Description
This is a Multiclass classification model which classifies arguments in legal discourse. These are the following classes: subsumption
, definition
, conclusion
, other
.
Predicted Entities
subsumption
, definition
, conclusion
, other
How to use
documentAssembler = nlp.DocumentAssembler()\
.setInputCol("text")\
.setOutputCol("document")
tokenizer = nlp.Tokenizer()\
.setInputCols(["document"])\
.setOutputCol("token")
embeddings = nlp.RoBertaEmbeddings.pretrained("roberta_embeddings_legal_roberta_base", "en")\
.setInputCols(["document", "token"])\
.setOutputCol("embeddings")\
.setMaxSentenceLength(512)
embeddingsSentence = nlp.SentenceEmbeddings()\
.setInputCols(["document", "embeddings"])\
.setOutputCol("sentence_embeddings")\
.setPoolingStrategy("AVERAGE")
docClassifier = legal.ClassifierDLModel.pretrained("legclf_argument_mining","en", "legal/models")\
.setInputCols(["sentence_embeddings"])\
.setOutputCol("category")
nlpPipeline = nlp.Pipeline(stages=[
documentAssembler,
tokenizer,
embeddings,
embeddingsSentence,
docClassifier
])
df = spark.createDataFrame([["There is therefore no doubt – and the Government do not contest – that the measures concerned in the present case ( the children 's continued placement in foster homes and the restrictions imposed on contact between the applicants and their children ) amounts to an “ interference ” with the applicants ' rights to respect for their family life ."]]).toDF("text")

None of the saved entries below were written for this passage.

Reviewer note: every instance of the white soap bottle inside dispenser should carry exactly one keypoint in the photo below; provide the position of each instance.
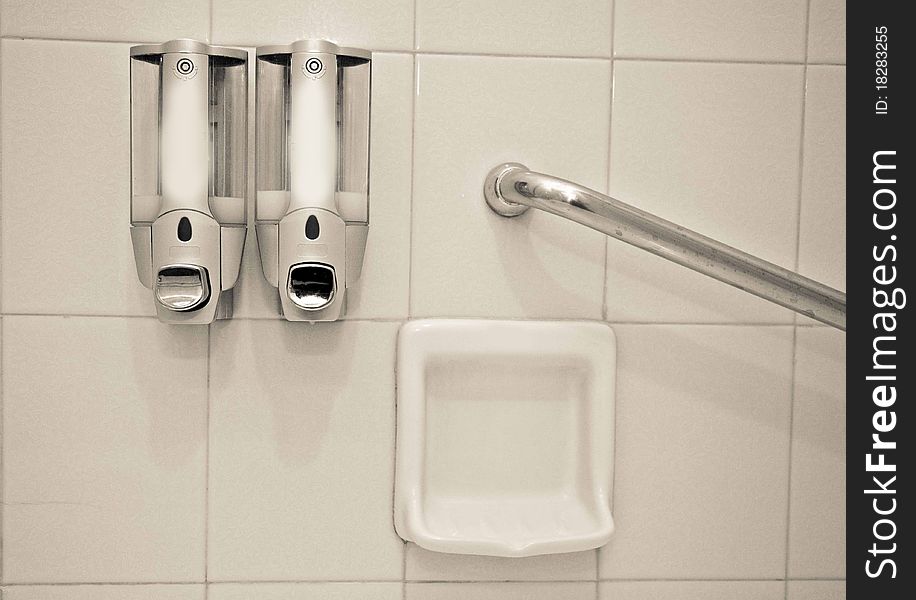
(188, 140)
(312, 209)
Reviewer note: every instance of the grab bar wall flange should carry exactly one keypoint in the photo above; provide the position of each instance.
(510, 189)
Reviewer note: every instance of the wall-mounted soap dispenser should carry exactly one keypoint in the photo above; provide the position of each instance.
(188, 181)
(312, 211)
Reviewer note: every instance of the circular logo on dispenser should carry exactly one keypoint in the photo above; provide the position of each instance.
(185, 68)
(313, 68)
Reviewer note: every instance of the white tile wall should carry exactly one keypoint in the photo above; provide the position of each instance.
(816, 590)
(701, 475)
(746, 30)
(379, 25)
(526, 27)
(104, 450)
(66, 180)
(473, 113)
(305, 591)
(503, 591)
(691, 590)
(138, 20)
(827, 32)
(822, 238)
(817, 525)
(742, 188)
(106, 592)
(302, 452)
(121, 464)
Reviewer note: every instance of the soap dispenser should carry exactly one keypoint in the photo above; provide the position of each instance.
(188, 117)
(312, 209)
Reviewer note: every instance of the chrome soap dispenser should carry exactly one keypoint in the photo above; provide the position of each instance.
(312, 210)
(188, 183)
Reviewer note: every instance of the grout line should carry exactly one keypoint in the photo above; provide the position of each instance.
(2, 463)
(811, 325)
(604, 294)
(714, 61)
(794, 373)
(395, 581)
(415, 95)
(416, 11)
(207, 469)
(792, 377)
(394, 50)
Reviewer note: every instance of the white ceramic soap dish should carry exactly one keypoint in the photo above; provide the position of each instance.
(505, 436)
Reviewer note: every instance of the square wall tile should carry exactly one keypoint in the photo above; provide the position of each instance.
(691, 590)
(702, 443)
(822, 238)
(746, 30)
(816, 590)
(66, 181)
(378, 25)
(105, 592)
(539, 27)
(302, 452)
(473, 113)
(503, 591)
(714, 148)
(827, 31)
(423, 565)
(306, 591)
(104, 450)
(135, 21)
(817, 516)
(382, 289)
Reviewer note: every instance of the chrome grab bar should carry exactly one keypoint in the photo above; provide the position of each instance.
(510, 189)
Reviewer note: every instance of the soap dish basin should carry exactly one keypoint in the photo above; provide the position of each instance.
(505, 436)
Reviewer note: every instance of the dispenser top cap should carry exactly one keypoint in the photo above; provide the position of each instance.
(313, 46)
(185, 46)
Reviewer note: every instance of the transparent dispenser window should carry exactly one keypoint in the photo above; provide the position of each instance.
(272, 136)
(144, 137)
(353, 93)
(228, 93)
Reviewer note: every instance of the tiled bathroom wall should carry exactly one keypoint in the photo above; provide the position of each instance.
(254, 458)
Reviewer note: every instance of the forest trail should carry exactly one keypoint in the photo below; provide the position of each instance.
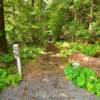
(44, 80)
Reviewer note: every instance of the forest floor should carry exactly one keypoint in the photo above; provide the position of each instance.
(44, 80)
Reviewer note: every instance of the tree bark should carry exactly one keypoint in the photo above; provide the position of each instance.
(3, 41)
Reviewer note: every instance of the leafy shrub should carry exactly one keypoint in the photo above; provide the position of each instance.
(7, 79)
(7, 59)
(89, 50)
(83, 77)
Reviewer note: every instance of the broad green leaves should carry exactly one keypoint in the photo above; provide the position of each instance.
(83, 77)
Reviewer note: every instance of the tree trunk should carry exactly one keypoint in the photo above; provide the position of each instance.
(3, 41)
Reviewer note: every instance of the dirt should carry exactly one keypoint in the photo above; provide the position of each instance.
(44, 80)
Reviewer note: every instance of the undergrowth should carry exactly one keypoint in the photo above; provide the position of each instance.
(83, 77)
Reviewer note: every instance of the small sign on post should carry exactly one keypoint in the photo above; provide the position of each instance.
(17, 57)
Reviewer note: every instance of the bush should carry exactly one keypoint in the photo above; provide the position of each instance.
(83, 77)
(7, 59)
(7, 79)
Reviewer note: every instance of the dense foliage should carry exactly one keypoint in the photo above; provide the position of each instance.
(83, 77)
(7, 79)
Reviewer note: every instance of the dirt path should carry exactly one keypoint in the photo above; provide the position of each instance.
(44, 80)
(48, 86)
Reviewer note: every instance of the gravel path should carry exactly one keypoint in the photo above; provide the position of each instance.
(46, 87)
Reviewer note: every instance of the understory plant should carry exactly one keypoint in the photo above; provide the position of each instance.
(7, 59)
(7, 79)
(83, 77)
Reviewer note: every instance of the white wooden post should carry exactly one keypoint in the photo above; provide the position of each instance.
(17, 57)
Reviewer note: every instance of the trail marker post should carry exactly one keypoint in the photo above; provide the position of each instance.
(17, 57)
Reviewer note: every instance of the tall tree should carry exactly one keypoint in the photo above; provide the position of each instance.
(3, 41)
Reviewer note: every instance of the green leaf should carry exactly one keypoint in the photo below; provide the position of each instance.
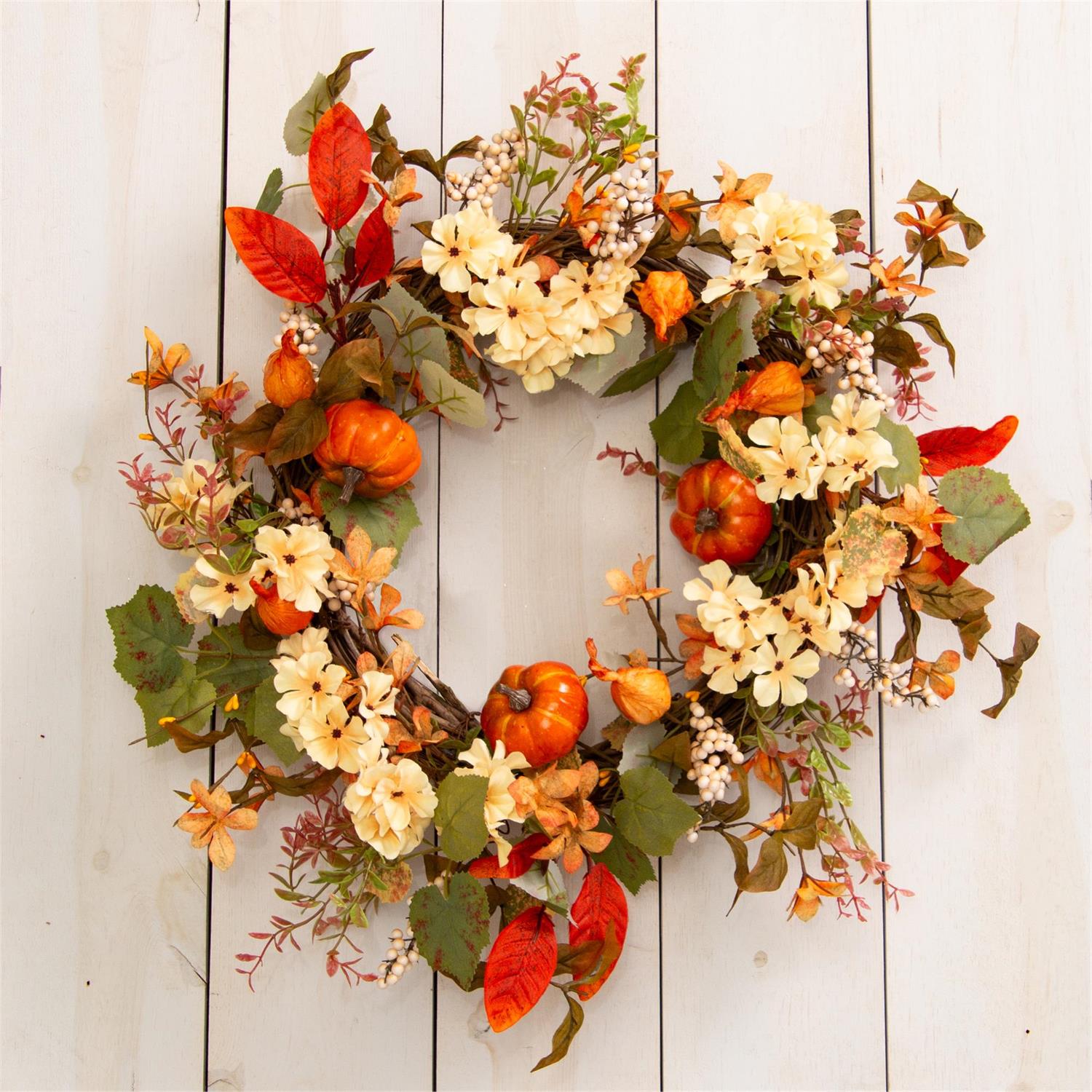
(148, 633)
(272, 194)
(594, 373)
(351, 368)
(771, 867)
(264, 721)
(989, 511)
(650, 815)
(395, 312)
(338, 80)
(904, 447)
(932, 325)
(1024, 648)
(626, 862)
(676, 430)
(304, 116)
(388, 520)
(460, 816)
(719, 351)
(226, 662)
(459, 403)
(297, 434)
(183, 696)
(452, 930)
(565, 1034)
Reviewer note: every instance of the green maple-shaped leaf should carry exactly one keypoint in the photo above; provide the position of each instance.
(460, 816)
(989, 511)
(650, 815)
(452, 930)
(148, 633)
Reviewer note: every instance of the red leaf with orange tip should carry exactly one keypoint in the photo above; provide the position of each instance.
(520, 967)
(947, 449)
(600, 904)
(280, 256)
(375, 248)
(340, 152)
(519, 860)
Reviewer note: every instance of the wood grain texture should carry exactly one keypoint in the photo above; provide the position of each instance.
(111, 181)
(273, 1037)
(987, 967)
(816, 984)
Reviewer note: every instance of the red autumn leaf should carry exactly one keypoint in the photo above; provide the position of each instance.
(375, 248)
(340, 152)
(949, 569)
(520, 967)
(280, 256)
(947, 449)
(519, 860)
(600, 904)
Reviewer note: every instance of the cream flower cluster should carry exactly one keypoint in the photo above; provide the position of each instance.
(793, 237)
(535, 334)
(312, 689)
(189, 497)
(847, 450)
(297, 558)
(764, 638)
(499, 769)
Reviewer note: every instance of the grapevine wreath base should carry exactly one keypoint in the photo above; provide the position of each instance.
(803, 496)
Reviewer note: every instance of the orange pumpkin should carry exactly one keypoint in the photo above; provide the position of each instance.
(719, 515)
(539, 710)
(279, 616)
(369, 449)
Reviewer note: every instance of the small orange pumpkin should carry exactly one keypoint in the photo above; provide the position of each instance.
(369, 449)
(539, 710)
(719, 515)
(279, 616)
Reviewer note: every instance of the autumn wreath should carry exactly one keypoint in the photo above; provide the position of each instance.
(806, 502)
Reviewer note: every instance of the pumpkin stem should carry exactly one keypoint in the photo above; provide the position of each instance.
(707, 520)
(518, 700)
(353, 476)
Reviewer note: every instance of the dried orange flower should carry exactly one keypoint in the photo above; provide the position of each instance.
(211, 827)
(665, 298)
(641, 694)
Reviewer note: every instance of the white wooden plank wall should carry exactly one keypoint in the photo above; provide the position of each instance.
(113, 127)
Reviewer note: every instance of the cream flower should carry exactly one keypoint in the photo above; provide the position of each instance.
(299, 561)
(779, 668)
(727, 668)
(791, 465)
(197, 495)
(336, 740)
(500, 771)
(743, 277)
(229, 589)
(821, 279)
(308, 685)
(515, 312)
(391, 806)
(378, 692)
(469, 242)
(312, 639)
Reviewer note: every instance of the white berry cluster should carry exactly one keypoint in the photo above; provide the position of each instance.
(830, 347)
(401, 956)
(627, 198)
(893, 681)
(305, 330)
(299, 511)
(497, 159)
(712, 755)
(343, 591)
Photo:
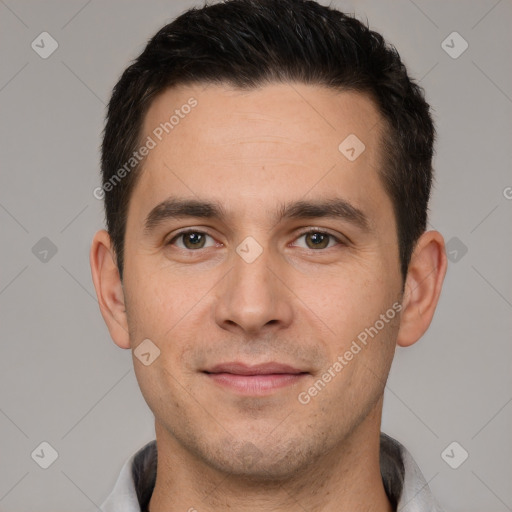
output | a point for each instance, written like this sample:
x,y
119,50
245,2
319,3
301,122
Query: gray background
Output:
x,y
63,381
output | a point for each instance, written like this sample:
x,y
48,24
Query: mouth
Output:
x,y
256,380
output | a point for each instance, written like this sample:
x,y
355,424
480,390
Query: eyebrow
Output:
x,y
176,208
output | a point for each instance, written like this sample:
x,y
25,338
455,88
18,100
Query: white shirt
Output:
x,y
401,477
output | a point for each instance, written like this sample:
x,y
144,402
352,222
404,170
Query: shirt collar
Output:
x,y
402,478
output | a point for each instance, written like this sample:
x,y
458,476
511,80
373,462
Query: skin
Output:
x,y
252,151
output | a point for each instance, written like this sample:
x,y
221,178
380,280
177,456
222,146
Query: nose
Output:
x,y
254,297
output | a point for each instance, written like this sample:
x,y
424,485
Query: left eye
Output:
x,y
191,240
318,239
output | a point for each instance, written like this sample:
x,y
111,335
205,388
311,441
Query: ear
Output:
x,y
422,287
109,288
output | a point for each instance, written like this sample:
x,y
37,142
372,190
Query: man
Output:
x,y
266,175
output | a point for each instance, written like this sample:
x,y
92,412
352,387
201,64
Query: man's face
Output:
x,y
215,310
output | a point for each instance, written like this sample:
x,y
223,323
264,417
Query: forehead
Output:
x,y
245,147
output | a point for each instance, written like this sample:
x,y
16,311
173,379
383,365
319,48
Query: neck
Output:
x,y
346,478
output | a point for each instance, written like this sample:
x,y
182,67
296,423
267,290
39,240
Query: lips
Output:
x,y
272,368
254,380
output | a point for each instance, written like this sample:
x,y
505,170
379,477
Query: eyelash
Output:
x,y
307,232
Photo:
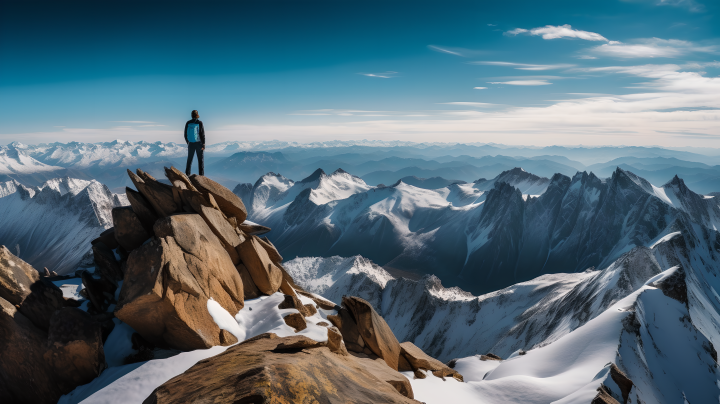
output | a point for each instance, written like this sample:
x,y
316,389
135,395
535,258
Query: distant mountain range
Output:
x,y
482,236
375,162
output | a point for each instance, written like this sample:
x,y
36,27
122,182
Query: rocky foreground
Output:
x,y
173,256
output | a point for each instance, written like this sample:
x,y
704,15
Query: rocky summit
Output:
x,y
174,273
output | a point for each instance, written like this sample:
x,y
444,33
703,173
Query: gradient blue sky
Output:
x,y
641,72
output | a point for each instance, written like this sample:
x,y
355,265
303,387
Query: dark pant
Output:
x,y
195,147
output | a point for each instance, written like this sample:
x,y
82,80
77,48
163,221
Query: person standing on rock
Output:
x,y
195,139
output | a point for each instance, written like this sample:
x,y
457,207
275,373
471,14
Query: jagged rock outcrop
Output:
x,y
280,370
187,246
21,285
47,349
170,279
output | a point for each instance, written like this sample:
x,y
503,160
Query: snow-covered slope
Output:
x,y
653,313
52,225
483,236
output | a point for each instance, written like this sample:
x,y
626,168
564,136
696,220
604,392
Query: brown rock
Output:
x,y
374,330
320,301
129,232
21,285
108,238
170,280
335,342
379,369
75,347
253,229
159,195
311,310
251,291
105,262
215,220
229,203
274,255
348,328
143,209
296,321
256,371
173,174
25,377
420,360
100,292
227,338
266,275
623,382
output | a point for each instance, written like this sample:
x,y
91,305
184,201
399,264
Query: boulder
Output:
x,y
319,301
159,195
143,209
215,219
274,255
420,360
21,285
348,328
105,262
375,332
170,280
296,321
266,275
251,291
252,229
260,370
129,232
174,175
25,377
75,348
229,203
335,342
107,237
379,369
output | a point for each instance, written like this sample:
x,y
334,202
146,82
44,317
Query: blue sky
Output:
x,y
642,72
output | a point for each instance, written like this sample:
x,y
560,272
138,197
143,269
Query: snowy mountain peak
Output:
x,y
315,176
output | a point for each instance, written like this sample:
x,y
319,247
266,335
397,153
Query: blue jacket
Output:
x,y
194,131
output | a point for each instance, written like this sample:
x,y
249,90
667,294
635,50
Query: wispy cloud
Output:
x,y
524,66
385,75
444,50
556,32
651,48
522,82
691,5
469,104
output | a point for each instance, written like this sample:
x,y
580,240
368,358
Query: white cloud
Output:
x,y
524,66
385,75
651,48
443,50
523,82
556,32
469,104
691,5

model = nlpPipeline.fit(df)
result = model.transform(df)
result.select("text", "category.result").show()
Results
+--------------------+-------------+
| text| result|
+--------------------+-------------+
|There is therefor...|[subsumption]|
+--------------------+-------------+
Model Information
Model Name: | legclf_argument_mining |
Compatibility: | Legal NLP 1.0.0+ |
License: | Licensed |
Edition: | Official |
Input Labels: | [sentence_embeddings] |
Output Labels: | [class] |
Language: | en |
Size: | 22.2 MB |
References
Train dataset available here
Benchmarking
label precision recall f1-score support
conclusion 0.93 0.79 0.85 52
definition 0.87 0.81 0.84 58
other 0.88 0.88 0.88 57
subsumption 0.64 0.79 0.71 52
accuracy - - 0.82 219
macro-avg 0.83 0.82 0.82 219
weighted-avg 0.83 0.82 0.82 219